L’actuel remplaçant de Dilma Rousseff (l’ex-présidente pour le Parti des travailleurs destituée en 2016 pour son implication dans les affaires), Michel Temer, est largement honni. Issu d’un parti de droite allié du PT, le PMDB, traînant lui-même encore plus de casseroles pour corruption que l’ex-présidente, il avait orchestré avec l’aide d’une justice partiale et anti-PT et d’un soutien du staff politique toutes obédiences confondues un procès caricatural contre Dilma Rousseff. Depuis, sa politique de privatisations et de nouvelles coupes budgétaires dans les services publics, contre les retraités et de remise en cause de droits des travailleurs l’a totalement discrédité aux yeux des classes populaires.

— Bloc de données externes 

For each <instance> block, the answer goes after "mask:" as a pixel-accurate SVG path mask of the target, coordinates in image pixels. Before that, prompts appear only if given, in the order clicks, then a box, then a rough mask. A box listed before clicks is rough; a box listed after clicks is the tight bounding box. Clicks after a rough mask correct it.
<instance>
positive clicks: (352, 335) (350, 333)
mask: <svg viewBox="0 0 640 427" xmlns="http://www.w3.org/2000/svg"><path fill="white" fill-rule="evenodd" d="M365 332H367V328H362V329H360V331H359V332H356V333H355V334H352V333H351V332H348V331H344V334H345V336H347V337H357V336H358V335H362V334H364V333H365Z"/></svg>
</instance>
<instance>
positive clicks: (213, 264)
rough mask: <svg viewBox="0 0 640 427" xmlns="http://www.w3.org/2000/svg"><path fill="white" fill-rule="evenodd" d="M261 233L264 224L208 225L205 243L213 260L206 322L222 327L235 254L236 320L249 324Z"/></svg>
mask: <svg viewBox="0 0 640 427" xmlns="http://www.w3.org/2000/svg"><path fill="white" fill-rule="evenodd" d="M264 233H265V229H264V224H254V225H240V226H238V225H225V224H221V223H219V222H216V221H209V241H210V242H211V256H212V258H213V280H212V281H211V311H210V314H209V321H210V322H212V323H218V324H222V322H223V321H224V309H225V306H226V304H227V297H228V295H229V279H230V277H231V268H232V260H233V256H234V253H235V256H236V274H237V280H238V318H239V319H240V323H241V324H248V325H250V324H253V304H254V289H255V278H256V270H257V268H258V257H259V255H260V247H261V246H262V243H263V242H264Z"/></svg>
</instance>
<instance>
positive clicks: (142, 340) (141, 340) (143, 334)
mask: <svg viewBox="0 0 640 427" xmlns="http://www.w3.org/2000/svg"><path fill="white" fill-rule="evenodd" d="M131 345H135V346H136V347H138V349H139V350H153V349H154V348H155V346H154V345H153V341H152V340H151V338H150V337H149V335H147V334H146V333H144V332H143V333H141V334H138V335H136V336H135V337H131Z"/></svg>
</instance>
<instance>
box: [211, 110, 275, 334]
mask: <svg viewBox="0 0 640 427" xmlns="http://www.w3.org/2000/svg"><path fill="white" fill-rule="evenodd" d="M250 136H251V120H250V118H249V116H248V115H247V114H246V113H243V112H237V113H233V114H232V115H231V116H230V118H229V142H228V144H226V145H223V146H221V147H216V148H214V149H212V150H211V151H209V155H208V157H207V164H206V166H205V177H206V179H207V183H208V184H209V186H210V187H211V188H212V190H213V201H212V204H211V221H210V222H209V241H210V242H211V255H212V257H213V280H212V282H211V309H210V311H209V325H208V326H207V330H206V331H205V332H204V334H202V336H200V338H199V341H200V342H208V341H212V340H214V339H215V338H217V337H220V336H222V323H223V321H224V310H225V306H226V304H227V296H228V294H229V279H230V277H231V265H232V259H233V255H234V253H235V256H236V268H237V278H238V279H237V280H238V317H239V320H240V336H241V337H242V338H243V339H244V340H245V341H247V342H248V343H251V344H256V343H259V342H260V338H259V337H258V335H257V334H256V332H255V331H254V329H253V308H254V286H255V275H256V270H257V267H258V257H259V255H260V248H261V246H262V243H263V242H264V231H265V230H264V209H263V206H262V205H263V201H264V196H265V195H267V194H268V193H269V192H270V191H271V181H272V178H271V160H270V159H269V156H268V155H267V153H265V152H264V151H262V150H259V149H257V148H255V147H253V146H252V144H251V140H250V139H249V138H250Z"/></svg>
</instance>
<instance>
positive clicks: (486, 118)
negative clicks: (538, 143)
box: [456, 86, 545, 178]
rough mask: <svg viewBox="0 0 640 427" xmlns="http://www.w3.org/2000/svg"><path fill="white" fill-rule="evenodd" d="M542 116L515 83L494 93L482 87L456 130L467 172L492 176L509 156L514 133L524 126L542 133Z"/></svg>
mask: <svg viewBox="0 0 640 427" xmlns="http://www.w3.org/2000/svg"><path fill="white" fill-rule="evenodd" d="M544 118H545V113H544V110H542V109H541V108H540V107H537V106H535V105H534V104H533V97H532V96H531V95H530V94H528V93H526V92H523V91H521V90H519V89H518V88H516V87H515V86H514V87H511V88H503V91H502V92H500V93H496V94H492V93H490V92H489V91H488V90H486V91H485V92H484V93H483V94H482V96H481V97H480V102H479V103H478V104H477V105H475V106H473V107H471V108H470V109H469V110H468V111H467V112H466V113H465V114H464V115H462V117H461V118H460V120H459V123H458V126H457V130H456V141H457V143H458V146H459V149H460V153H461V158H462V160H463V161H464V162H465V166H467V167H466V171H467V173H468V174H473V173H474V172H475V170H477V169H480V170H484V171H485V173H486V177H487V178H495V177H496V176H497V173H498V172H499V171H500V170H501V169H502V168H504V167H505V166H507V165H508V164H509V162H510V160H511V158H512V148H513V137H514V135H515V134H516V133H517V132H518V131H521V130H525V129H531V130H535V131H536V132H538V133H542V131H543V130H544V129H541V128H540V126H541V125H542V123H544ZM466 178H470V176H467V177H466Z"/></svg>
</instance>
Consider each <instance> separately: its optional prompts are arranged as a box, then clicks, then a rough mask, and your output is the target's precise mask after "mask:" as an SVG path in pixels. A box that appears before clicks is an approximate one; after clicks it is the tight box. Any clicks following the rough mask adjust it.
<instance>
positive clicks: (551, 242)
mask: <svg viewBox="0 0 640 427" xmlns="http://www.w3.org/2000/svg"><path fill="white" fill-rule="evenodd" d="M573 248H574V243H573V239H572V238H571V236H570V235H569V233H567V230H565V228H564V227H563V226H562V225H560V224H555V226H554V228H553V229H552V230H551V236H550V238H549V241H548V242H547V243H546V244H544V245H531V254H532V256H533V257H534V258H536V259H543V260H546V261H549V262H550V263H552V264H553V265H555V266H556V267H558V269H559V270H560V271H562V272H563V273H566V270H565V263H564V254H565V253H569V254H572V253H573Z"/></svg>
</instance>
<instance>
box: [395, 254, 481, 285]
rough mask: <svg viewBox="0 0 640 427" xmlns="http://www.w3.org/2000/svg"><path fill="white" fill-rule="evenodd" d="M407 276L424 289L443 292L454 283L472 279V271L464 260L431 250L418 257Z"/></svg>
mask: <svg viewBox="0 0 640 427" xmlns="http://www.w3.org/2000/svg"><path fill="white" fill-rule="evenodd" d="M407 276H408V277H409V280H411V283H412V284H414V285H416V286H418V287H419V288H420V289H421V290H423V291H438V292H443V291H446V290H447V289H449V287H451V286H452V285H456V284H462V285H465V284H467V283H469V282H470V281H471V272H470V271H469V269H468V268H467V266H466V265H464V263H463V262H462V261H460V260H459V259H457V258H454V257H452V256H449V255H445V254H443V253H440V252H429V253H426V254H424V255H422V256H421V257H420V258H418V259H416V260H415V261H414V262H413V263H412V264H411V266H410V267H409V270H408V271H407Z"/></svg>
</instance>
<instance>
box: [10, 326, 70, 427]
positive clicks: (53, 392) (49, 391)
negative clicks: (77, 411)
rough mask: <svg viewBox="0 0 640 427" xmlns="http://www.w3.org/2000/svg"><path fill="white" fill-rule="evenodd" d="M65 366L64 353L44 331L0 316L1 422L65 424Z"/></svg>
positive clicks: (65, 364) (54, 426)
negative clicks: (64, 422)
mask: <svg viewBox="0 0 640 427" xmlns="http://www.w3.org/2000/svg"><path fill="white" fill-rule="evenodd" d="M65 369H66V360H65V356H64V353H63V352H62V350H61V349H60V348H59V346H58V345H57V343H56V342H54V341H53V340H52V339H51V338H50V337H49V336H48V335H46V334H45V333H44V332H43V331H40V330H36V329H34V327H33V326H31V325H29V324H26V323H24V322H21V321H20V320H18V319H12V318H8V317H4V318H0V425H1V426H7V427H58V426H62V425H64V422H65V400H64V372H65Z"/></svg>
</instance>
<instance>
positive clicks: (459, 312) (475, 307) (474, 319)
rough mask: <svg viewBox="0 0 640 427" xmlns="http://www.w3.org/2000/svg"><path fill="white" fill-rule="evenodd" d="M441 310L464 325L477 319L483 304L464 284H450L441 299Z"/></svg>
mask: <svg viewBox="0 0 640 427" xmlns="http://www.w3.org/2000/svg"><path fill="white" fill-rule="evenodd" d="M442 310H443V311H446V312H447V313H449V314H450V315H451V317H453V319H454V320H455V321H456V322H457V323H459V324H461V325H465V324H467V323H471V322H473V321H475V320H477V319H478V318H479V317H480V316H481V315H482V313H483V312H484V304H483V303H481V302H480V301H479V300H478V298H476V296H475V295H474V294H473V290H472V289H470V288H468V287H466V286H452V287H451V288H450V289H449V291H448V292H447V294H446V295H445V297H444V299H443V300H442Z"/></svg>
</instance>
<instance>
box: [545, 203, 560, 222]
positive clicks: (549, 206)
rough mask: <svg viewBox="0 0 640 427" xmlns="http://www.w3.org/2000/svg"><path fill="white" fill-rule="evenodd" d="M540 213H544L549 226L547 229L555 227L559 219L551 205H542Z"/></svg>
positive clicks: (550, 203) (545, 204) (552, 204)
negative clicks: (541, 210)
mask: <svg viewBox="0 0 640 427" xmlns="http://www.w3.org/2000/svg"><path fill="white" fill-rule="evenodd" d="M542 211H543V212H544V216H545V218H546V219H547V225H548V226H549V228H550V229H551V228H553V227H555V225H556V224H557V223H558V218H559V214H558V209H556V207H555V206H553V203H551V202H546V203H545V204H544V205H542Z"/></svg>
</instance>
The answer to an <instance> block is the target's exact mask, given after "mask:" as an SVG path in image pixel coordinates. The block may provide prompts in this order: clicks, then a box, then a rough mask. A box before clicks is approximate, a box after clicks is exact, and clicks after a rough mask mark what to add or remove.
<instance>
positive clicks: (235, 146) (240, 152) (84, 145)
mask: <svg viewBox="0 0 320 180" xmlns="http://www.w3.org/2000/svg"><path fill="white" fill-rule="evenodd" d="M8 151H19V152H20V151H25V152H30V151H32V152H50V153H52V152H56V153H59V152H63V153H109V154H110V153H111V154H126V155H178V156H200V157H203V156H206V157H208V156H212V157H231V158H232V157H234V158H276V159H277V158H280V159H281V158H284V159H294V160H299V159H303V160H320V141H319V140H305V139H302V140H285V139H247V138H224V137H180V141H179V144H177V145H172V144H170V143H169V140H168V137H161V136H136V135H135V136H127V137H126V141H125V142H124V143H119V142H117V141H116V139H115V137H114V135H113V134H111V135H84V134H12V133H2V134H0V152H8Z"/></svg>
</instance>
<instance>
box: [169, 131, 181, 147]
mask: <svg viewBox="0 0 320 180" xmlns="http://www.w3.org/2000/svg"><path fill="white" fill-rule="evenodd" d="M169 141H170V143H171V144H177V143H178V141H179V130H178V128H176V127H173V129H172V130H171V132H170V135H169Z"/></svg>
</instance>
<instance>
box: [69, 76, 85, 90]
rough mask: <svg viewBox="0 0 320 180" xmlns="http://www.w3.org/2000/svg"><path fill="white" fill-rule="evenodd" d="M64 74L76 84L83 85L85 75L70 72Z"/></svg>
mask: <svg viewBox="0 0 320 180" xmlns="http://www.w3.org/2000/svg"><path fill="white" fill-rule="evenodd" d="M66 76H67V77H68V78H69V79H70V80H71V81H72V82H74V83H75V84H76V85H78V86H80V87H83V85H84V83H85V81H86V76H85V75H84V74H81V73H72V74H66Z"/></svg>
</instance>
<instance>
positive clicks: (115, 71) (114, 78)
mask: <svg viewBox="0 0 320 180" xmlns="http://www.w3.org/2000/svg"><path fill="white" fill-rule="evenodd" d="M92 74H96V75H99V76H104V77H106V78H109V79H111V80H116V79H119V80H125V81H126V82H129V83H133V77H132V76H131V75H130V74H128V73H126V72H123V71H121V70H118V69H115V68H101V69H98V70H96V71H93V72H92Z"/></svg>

Quant à la candidate verte, Marina Silva, militante noire issue d’un milieu pauvre et un temps proche du mouvement des paysans sans terre, elle n’est créditée que de 7 % des voix. Certes, il y a la pression du vote utile et du Tout sauf Bolsonaro dans les milieux de gauche. Mais cette ex-ministre de l’Environnement de Lula s’est aussi aliénée la sympathie des milieux qui la soutenaient en votant des mesures défavorables aux travailleurs, en se revendiquant de plus en plus des évangélistes de l’Assemblée de Dieu, en se montrant timorée sur des sujets comme la légalisation de l’avortement ou en criant avec les loups lors de la destitution de Dilma Rousseff.

Le bilan des années Lula

Si la situation en est arrivée là, c’est en grande partie la responsabilité du PT qui, pendant treize ans, a dévoyé les immenses espoirs des travailleurs et des classes populaires qui l’avaient porté au pouvoir. Ce parti, né des grandes grèves de la fin des années 70, notamment celles des ouvriers métallos de la région de São Paulo et dont Lula a été le principal leader, avait non seulement promis de mettre fin à la corruption qui est depuis longtemps un sport national de la classe politique bourgeoise, mais aussi d’en finir avec la misère, le mal-logement, le chômage et l’analphabétisme. Mais dès son arrivée au pouvoir, Lula a montré patte blanche à la bourgeoisie en gouvernant avec des politiciens de droite et même avec des adeptes réactionnaires de l’Église universelle, une des sectes évangéliques du Brésil.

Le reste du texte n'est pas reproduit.